Renewables at the Personal Vs. Utility Scale

Renewables at the Personal Vs. Utility Scale

My blog at Renewable Energy World continues to garner some interesting discussion. In particular, we have an ongoing conversation about clean energy solutions at the individual (e.g., house rooftop) vs. the macro (utility) level.

As readers know, I favor aggressively implementing one or more renewables technology at the multi-gigawatt level on a regional basis, creating the financial incentive for this by removing the artificially low price associated with fossil fuels. The counter argument to this top-down approach, of course, is that it necessary involves corporate or governmental entities whose interests are not in sync with the health and safety of the common citizen.

Blogger Phil Manke articulates this nicely:

I appreciate your viewpoints, Craig, but why the favoring of concentrated solar thermal over the distributed variety? If individuals employed solar heating for water, space, and process heating over half of energy needs could be rechanneled and under personal control instead of paying utilities to produce and transport it, with attendant losses and profit structure.

It is grass roots and it works extremely well. This country is made up of people who want to control their own sources of wealth and energy. Like a farmer who grows their own food and food for others, solar farmers may well be the shortest route to energy independence instead of large corporate farmers that seem to be dominating the country and polluting it as well, and now you would advocate the same in the energy infrastructure also. Who do you really work for?

Good comments, Phil. I guess I’ve always favored the simplest approach to solving world problems. And, though I impute zero moral goodness to most corporations and government bureaucracies, it’s always struck me that providing energy to 7 billion people is a large-scale problem that needs a large-scale solution.
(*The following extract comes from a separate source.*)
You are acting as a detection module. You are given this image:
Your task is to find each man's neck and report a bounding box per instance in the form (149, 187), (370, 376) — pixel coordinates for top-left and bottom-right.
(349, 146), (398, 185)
And here’s another way to look at it. I hate to sound cynical or condescending, but as I wrote the other day, most people really don’t care about this stuff. You and I and the readers of Renewable Energy World, 2GreenEnergy et. al. are simply not representative of the majority of the population. If we’re going to solve this problem, we cannot sit around hoping that masses of people wake up one morning and realize they need to rethink their energy-related lifestyles. I know how arrogant that sounds, but I’m afraid it’s true.